Sep 24, 2012

Retreat

This last weekend was our resident retreat. Last year, when I heard we were going on retreat, I imagined a quiet weekend with my co-residents, in a nice location and fun activities, with time for introspection and deep conversation.

I was wrong.

The resident retreat was a wild party, an overnight trip filled with more alcohol than id ever seen in one place other than Costco. The drinking started early, during our team building activities. Which were very stupid, i.e. working as a group to pick up a bowling ball with ropes, working as a group to create a pipeline and fill a bucket, working as a group to put together a giant wooden puzzle while blindfolded.   We decompensated a little at at the end, with someone yelling "who has the corner?  Who the fuck has the motherfucking corner?", and us throwing the puzzle pieces at each other.  But i think we did well overall.

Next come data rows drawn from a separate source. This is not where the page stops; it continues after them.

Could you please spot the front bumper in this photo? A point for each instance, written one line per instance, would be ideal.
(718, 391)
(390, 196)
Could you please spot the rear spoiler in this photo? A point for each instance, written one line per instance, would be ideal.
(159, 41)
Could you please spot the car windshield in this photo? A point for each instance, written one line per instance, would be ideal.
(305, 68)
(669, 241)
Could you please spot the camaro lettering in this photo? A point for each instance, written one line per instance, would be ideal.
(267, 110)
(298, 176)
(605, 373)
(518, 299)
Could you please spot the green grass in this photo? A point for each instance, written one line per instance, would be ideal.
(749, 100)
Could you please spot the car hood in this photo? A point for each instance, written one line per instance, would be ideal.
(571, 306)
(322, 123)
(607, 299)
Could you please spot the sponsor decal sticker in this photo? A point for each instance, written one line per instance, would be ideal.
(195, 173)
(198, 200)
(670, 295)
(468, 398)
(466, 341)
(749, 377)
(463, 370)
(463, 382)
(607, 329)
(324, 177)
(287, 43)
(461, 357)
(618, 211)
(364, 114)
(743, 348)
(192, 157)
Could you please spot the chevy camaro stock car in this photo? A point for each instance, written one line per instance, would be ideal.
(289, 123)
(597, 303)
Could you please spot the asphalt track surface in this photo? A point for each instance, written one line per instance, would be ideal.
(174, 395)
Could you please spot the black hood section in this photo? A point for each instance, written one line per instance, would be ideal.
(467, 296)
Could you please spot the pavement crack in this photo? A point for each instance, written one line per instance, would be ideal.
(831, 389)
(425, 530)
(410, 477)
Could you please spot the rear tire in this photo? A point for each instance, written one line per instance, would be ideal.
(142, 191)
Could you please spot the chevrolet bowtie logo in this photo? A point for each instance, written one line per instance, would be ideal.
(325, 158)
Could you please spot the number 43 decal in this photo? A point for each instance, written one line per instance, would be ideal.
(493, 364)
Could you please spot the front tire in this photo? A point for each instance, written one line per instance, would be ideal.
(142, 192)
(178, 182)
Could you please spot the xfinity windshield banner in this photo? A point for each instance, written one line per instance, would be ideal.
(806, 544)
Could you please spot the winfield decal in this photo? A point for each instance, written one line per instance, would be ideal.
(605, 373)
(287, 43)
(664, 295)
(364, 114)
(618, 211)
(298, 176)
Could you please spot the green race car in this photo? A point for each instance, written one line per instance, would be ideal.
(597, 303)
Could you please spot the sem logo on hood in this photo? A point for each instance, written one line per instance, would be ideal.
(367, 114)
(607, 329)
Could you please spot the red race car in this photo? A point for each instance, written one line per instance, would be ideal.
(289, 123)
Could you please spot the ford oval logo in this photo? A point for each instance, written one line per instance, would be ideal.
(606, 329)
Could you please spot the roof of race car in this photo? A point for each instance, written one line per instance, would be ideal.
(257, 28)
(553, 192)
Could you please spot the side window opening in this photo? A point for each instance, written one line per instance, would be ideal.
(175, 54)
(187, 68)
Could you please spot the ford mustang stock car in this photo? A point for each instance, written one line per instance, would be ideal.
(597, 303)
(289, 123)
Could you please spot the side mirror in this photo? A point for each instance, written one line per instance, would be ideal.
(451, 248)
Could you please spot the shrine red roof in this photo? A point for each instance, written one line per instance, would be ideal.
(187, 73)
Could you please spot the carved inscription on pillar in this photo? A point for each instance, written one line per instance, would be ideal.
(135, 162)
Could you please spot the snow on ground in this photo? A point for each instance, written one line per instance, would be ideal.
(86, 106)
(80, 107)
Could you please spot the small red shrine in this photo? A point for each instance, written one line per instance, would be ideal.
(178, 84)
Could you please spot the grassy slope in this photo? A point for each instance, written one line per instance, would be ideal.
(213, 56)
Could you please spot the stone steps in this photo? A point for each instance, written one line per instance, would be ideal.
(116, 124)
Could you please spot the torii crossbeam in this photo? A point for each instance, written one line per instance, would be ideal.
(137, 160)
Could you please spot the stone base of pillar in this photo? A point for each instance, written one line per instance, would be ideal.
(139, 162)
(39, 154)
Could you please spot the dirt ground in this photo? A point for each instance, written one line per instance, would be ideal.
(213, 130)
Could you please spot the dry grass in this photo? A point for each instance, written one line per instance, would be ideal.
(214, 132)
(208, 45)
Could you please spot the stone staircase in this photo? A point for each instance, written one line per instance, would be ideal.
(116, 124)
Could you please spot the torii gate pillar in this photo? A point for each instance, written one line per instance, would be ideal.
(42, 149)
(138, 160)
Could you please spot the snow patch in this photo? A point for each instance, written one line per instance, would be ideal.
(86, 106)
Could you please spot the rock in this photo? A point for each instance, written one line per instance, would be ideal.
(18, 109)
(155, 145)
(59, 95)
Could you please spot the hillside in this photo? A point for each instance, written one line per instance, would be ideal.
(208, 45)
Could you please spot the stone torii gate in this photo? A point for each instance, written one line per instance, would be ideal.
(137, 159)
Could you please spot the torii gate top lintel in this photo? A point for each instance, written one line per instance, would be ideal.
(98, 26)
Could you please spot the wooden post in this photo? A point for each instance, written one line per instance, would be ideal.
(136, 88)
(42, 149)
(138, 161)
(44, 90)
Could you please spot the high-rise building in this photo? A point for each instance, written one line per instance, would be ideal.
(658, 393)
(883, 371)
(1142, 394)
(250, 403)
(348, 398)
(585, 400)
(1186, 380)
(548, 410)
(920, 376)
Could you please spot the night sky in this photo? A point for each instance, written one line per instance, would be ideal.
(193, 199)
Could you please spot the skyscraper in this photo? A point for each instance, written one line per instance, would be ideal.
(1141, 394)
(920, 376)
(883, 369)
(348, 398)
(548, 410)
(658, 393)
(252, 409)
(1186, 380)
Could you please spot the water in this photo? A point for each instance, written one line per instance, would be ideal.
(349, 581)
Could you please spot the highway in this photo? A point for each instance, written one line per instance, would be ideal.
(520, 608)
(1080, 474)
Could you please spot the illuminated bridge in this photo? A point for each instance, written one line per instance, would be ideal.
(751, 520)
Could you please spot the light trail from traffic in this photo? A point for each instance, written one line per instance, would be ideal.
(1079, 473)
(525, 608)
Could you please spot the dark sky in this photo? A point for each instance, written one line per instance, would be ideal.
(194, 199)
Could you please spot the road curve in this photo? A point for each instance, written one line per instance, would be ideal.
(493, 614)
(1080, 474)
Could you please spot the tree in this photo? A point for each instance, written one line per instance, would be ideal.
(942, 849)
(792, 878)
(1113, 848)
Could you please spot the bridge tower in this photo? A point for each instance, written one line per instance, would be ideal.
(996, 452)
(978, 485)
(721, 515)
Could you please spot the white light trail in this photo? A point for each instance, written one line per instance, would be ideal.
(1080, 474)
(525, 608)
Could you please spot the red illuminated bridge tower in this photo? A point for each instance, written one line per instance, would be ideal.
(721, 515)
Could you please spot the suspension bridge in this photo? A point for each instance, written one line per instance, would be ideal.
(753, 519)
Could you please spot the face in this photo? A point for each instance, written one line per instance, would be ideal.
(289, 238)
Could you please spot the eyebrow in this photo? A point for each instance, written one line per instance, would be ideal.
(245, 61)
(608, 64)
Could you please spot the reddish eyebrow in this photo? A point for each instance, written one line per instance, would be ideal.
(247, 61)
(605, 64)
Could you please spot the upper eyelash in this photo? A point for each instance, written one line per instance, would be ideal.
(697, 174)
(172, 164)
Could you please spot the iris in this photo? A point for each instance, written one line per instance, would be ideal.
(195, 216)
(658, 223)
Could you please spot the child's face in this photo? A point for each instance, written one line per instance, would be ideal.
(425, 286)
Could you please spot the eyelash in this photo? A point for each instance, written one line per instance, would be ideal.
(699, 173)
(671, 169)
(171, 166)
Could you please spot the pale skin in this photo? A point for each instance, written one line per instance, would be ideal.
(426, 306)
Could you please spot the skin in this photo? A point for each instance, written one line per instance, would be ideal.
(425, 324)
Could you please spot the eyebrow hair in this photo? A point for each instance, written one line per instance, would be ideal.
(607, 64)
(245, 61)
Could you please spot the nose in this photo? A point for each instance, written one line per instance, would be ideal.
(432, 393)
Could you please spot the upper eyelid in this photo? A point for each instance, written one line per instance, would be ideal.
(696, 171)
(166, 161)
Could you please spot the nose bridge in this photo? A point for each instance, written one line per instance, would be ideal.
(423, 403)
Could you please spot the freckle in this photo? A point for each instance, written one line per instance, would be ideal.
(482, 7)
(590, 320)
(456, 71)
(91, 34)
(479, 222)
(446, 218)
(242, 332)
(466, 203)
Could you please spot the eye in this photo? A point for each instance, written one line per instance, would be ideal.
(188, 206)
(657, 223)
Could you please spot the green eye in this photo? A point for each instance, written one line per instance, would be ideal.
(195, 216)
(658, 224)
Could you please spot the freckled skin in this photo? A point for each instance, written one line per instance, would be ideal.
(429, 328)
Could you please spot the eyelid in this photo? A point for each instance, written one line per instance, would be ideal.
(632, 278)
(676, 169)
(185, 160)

There is a party the night of the retreat, where each class comes in costume, and presents a skit. One classes' costumes this year were all the names for a vagina. We had a pussy cat, an orchid flower, a muff diver (wetsuit with English muffins taped on), a box (girl had cut a hole in a box and wore around her waist sans pants and with a t-shirt up top saying "party all night."), and so on. You get the idea.  Box girl has not worn pants for three years running.   The attending oncologist-who treats every major GYN cancer in a hundreds of miles radius-  is walking around with a blow up doll strapped to his waist.  It's that kind of party.

The skits start.  Ours is wildly racially insensitive, involving a response-type song where the girls sang "empuje!  No puedo!" and the boys employed a baseline of "all in the bottom now, push all in the bottom now."

After the skits, the karaoke machine is turned on. And I can't tell you what glee comes with watching your attending perinatologist- who has literally written the book on critical care in pregnancy- sing "when I think about you, I touch myself" into the microphone.  Off key.

Outside, the pregnant girl and the Mormon residents are hanging out.  Drinking Sprite.  The Mormons are okay with this, but the pregnant girl  takes a sip of my wine.  Her drunk friend (also her obstetrician) comes and sits on her lap.  She taps the pregnant belly and slurs,  "I'm gonna reach up in your cervix and say hey, little baby, come on out.  Come out now baby."

The night ends with the game "two truths and a lie", where you say two things about you that are true and one that isn't, and everyone else has to guess which is which. And it's amazing what's true.  Arrests. Menage a tois.  My "I've played the violin since I was five" is not an impressive Truth. 

The next morning, we are ready. There are bottles of ibuprofen and Zofran for each class. IVs are standing by.  We go outside for breakfast and our final activity, the breaking of the wooden boards. Our director thinks it symbolizes breaking through negative self assumptions and doubt. Each chief takes an intern and shows them how to do it, and we line up, with applause after each board broken. I watch as thirty two surgeon's hands- and one surgeon's head- breaks through the board, thinking...is this a good idea?

And then it's over. We drive back home, with five lucky people returning to the hospital to stay overnight on call (I was one of the Chosen). Life goes on. We don't put a lot of pictures up, for liability reasons, but tease each other about our Truths, start planning our costumes for next year, and refill the Zofran.